She told me we should go to New Orleans. In the daytime only. Then she began to tell how her family—aunts, uncles, cousins—were affected by Katrina. They had lived in a neighborhood forever. Their barbeque was in front of their home, and the neighbors would come by and put their meat on, and they'd all hang out. True community. Before Katrina, that kind of story was already rare in any part of the country. But they were living it and then it was gone. Her elderly relatives want to go back to the same neighborhood, but everything is gone. They left with the shirts on their backs. And they all scattered, so they can't even get in touch because they don't know where everyone went. That kind of story is familiar. Talking to Aloha brought it close.
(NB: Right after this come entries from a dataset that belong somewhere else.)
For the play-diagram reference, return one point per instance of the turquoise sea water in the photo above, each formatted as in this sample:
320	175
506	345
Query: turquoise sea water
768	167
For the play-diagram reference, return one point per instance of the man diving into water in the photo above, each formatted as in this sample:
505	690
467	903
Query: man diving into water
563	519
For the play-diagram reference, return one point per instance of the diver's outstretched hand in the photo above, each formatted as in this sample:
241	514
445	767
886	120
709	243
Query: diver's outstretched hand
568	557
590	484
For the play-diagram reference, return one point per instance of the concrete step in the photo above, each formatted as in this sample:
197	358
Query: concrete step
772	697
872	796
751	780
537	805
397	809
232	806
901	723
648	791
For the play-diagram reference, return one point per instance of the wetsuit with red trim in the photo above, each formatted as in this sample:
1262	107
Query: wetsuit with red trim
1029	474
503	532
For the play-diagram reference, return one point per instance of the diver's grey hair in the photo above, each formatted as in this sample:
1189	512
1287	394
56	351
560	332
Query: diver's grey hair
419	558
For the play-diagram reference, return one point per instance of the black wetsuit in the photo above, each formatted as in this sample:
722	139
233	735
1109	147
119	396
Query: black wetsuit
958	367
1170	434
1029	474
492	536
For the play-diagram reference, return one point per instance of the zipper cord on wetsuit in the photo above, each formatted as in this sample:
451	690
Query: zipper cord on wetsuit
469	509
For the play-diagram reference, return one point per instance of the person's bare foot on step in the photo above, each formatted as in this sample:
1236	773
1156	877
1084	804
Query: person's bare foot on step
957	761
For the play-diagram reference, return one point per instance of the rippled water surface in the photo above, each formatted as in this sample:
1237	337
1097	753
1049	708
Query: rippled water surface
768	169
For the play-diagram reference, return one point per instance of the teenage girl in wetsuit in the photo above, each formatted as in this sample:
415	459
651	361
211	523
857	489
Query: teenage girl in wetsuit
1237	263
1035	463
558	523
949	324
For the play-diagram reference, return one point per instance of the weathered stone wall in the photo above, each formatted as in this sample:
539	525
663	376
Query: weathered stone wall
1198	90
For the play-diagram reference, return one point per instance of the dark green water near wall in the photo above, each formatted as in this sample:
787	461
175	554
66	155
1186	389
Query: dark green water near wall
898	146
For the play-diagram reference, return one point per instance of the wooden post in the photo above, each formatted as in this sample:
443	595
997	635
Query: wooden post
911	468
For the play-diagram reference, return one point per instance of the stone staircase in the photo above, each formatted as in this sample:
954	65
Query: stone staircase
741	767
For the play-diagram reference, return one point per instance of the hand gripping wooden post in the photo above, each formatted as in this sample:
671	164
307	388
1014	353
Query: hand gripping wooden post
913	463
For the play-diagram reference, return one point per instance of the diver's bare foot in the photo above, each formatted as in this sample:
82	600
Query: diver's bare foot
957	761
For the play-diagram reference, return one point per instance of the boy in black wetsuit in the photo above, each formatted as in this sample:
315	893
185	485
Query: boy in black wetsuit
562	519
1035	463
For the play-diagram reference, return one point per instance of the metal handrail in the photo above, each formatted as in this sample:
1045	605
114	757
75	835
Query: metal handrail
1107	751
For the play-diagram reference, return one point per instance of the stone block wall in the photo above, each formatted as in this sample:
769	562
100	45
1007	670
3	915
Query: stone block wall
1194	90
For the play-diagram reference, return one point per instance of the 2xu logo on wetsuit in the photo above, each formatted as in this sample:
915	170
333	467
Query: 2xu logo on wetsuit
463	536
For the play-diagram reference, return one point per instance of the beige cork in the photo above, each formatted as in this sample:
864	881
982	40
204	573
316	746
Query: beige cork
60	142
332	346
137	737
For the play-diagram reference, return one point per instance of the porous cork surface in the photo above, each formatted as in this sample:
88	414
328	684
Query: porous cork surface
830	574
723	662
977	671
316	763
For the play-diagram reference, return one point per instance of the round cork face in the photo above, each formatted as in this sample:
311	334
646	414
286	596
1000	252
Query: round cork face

Because of the oil spill, businesses have failed in Poplarville, too. People are trying to hang on. So many people, like Aloha's husband, were employed by the oil industry. We touched on the irony of an industry sustaining life and destroying it. When I felt I had to leave her shop, we hugged, then kept talking and embraced again. Her warmth, and sharing her story gave me a memorable connection to the town that had drawn me when I read the booklet about it as we overnighted at the Mississippi Welcome Center. As I sat at the table in the motor home, looking over the magazine, seeing ads and homecoming queens, Chamber of Commerce business members and maps, I knew that I'd never see the town, or its neighbor, Picayune.

But fate changed our trajectory, and we ended up in Poplarville, at the Ranch, with two relaxing days there, where I got to shop, interact—and taste homemade beignets, a sugared fried dough I'd heard about as a New Orleans temptation.

I have to admit that New Orleans had been growing to mythical proportions in my mind, the fear factor relative in size to LA. Yet I wanted to see it for myself. The old touristy New Orleans, attractive and intimidating enough. And the disappeared and ravaged New Orleans area. I was most afraid to see that. I wanted to see that. I didn't.